The present invention relates generally to surge protection devices. More particularly, this present invention pertains to surge protection devices for LED driver systems and a method for alerting users as to the need to replace failed surge protection components.
LED technology has changed the way the world sees lighting. The various benefits of LED lighting, e.g. their long life, high efficacy, green energy, high level of flexibility and dimmability call for perfectly matched power supplies (LED drivers). In order to leverage the benefit of long life of LEDs, LED drivers must also be designed to be robust under lighting power surge conditions. Electronic light emitting diode (LED) drivers are subject to significant surges on the input lines. In many conventional applications, electronic LED drivers, and the LEDs themselves, are protected by surge suppressor circuits which are connected in parallel with the inputs of the LED drivers. Such surge suppressor circuits may also conventionally include clamping devices such as metal oxide varistors (MOVs). In practice, these devices may be provided with a rated working voltage slightly higher than a maximum AC input voltage specified for the respective LED driver. For example, an MOV rated for 320 Vrms may be used in 120/277 Vac input applications. The clamping devices in such configurations will remain non-conductive during normal operation, and can therefore operate continuously across AC power lines as the voltage across the devices is well below their respective “clamping voltage.”
However, the performance of surge suppressors containing MOVs degrades with each surge event, or may even be destroyed entirely in the event of a lightning strike or the like wherein the energy involved from AC lines to earth ground (GND) is typically many orders of magnitude greater than the device can reasonably handle.
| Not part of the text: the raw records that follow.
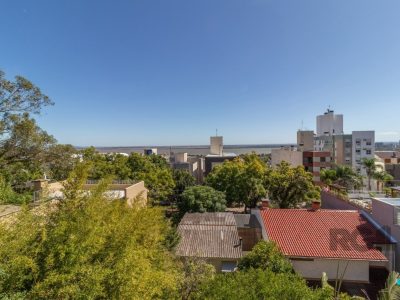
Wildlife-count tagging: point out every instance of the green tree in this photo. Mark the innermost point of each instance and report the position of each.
(201, 199)
(60, 160)
(258, 284)
(240, 179)
(288, 187)
(381, 178)
(17, 98)
(267, 256)
(370, 168)
(88, 247)
(24, 150)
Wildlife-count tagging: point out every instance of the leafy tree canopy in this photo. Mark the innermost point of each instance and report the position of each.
(266, 255)
(201, 199)
(242, 180)
(86, 247)
(290, 186)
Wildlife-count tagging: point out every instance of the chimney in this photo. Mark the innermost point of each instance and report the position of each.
(316, 205)
(264, 204)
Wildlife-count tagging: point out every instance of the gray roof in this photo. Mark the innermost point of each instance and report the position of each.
(218, 218)
(209, 235)
(246, 221)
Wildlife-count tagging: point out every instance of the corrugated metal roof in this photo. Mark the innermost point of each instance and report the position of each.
(307, 233)
(246, 221)
(209, 235)
(217, 218)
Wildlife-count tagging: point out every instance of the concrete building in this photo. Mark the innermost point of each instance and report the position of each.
(329, 123)
(318, 240)
(288, 154)
(216, 145)
(193, 164)
(363, 147)
(217, 155)
(150, 151)
(305, 140)
(315, 161)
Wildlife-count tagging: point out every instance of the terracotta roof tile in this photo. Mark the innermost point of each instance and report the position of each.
(323, 234)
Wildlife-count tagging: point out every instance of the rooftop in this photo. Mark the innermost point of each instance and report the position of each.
(209, 235)
(391, 201)
(225, 154)
(307, 233)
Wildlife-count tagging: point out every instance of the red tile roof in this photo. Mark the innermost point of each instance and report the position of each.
(323, 234)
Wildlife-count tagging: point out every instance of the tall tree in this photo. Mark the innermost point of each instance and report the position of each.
(288, 187)
(241, 180)
(201, 199)
(17, 98)
(370, 168)
(103, 250)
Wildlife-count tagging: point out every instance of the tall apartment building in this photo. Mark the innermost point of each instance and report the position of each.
(329, 123)
(363, 146)
(345, 149)
(315, 161)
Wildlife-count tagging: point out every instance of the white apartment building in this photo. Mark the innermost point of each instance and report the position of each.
(329, 123)
(363, 146)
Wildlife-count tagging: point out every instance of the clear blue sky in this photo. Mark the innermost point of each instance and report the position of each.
(168, 72)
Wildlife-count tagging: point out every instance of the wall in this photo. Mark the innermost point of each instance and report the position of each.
(295, 158)
(250, 237)
(356, 270)
(383, 213)
(331, 201)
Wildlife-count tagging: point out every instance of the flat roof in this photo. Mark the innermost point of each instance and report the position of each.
(225, 154)
(391, 201)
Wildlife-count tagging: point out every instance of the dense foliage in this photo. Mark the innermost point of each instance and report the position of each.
(288, 187)
(242, 180)
(342, 175)
(201, 199)
(266, 256)
(87, 247)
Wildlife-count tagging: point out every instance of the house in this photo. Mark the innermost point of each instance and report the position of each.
(135, 191)
(336, 242)
(217, 155)
(315, 161)
(386, 211)
(212, 236)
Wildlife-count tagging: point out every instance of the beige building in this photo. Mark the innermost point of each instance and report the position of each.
(305, 140)
(131, 192)
(288, 154)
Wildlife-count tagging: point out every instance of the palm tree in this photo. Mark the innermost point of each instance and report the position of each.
(382, 177)
(370, 167)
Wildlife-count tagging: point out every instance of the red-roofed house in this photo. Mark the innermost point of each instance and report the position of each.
(318, 240)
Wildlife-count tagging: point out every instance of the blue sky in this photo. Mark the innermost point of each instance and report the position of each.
(167, 72)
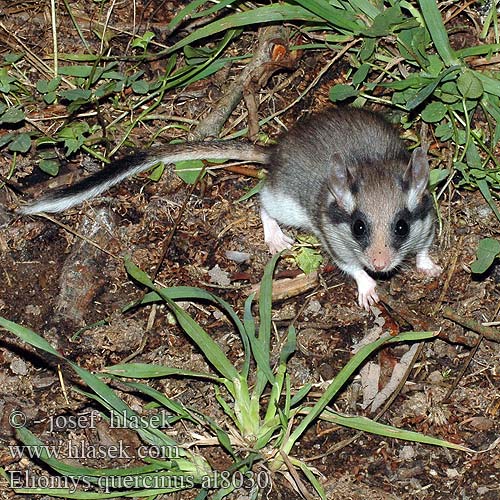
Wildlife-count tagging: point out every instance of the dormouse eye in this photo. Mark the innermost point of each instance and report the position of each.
(401, 228)
(358, 228)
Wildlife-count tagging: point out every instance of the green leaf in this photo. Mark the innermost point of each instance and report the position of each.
(434, 112)
(361, 74)
(469, 85)
(444, 131)
(81, 71)
(50, 167)
(482, 184)
(21, 143)
(75, 94)
(487, 251)
(50, 97)
(308, 259)
(12, 115)
(437, 30)
(367, 49)
(437, 175)
(140, 87)
(340, 92)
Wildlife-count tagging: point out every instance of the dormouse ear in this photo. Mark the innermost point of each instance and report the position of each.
(416, 176)
(340, 184)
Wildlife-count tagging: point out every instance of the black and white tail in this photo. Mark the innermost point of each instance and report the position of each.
(62, 199)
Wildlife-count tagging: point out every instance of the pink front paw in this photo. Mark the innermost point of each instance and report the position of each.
(279, 241)
(367, 290)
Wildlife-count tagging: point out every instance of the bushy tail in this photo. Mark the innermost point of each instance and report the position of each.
(62, 199)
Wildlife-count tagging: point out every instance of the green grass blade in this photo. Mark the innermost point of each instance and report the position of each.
(439, 35)
(373, 427)
(485, 191)
(184, 13)
(339, 18)
(262, 15)
(200, 337)
(168, 403)
(348, 370)
(145, 370)
(310, 476)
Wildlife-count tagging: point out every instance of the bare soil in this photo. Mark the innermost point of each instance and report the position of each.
(56, 283)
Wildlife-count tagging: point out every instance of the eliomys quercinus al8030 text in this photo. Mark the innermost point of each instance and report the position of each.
(343, 174)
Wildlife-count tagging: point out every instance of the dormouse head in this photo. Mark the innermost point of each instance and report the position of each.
(381, 209)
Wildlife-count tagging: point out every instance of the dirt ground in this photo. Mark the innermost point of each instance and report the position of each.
(56, 283)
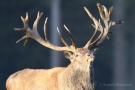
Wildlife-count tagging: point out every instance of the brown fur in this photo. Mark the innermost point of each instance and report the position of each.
(76, 76)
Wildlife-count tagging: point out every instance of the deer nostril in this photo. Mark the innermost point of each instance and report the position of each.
(77, 55)
(88, 54)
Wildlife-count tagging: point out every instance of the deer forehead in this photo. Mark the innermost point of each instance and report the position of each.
(82, 50)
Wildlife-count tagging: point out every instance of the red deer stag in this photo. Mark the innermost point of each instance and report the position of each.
(78, 75)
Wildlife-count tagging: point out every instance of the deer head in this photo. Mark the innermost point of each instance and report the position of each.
(71, 51)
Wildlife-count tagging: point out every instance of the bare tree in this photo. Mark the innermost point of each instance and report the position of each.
(78, 75)
(55, 22)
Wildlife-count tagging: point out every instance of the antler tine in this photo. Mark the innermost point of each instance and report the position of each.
(39, 15)
(25, 23)
(97, 27)
(33, 33)
(63, 41)
(106, 17)
(71, 37)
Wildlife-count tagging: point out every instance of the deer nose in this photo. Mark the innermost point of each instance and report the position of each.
(90, 55)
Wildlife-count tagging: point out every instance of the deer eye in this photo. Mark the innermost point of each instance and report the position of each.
(77, 55)
(88, 54)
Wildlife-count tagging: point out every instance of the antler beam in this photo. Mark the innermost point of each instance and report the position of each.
(106, 17)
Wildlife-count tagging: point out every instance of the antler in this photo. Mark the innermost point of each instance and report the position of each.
(106, 17)
(33, 33)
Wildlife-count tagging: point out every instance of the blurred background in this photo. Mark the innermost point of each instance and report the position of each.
(114, 64)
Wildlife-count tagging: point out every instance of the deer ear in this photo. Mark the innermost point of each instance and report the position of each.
(68, 55)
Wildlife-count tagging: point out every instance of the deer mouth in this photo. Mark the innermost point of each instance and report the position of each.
(90, 59)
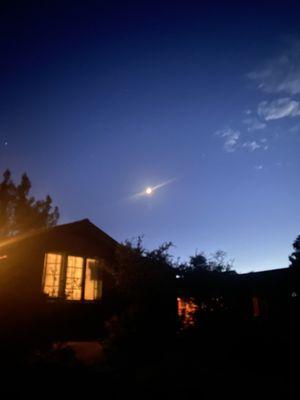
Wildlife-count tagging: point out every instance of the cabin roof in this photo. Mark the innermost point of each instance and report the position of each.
(84, 225)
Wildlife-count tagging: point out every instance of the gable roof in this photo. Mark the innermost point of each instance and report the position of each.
(73, 227)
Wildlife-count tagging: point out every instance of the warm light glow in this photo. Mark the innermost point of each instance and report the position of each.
(52, 270)
(187, 309)
(93, 282)
(73, 287)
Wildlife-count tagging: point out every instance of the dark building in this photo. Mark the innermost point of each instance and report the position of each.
(56, 277)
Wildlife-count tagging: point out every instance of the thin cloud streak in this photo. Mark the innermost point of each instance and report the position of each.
(143, 193)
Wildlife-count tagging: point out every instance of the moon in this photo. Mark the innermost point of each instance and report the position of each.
(150, 190)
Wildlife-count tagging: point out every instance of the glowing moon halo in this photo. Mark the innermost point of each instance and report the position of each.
(149, 190)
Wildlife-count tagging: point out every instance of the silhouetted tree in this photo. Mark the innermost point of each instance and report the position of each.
(20, 212)
(144, 301)
(295, 256)
(217, 262)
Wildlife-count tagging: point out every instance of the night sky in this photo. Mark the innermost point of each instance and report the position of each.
(99, 100)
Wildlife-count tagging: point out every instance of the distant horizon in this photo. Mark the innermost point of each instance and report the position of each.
(198, 103)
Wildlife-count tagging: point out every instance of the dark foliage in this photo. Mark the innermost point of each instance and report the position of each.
(20, 212)
(295, 256)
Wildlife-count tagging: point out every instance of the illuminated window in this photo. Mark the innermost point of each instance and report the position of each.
(74, 273)
(52, 274)
(93, 282)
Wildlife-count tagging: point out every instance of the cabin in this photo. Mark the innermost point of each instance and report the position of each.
(56, 276)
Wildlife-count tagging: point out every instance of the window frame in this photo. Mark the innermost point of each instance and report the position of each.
(63, 277)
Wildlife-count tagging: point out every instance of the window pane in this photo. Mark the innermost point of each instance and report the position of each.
(52, 271)
(93, 281)
(74, 278)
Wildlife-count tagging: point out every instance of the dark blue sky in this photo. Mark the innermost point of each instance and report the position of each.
(99, 101)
Such uncontained damages to the surge protection devices are usually in violation of many safety standards such as UL1449.
In addressing these problems, it is further known to use an internally thermally fused surge protection device, whereas in the event of overheating due to the abnormal overvoltage during a lightning strike or the like, the thermally activated element in the surge protection device opens and protects associated MOVs from being violently damaged. However, one drawback to this solution is that there is no apparent indication to users that any of the device components have failed. Any large successive voltage surges can accordingly damage the entire LED driver, an expensive prospective replacement.
It would be desirable to provide an inexpensive method for an operator to determine the status of a surge suppression system that is usually inconveniently located, e.g., at the top of a pole or ceiling of a warehouse. This is especially problematic wherein determining system status requires a physical measurement.
It would further be desirable that indication of a failed surge suppressor can allow replacement of an inexpensive component in an expensive system before damage occurs to the remaining system.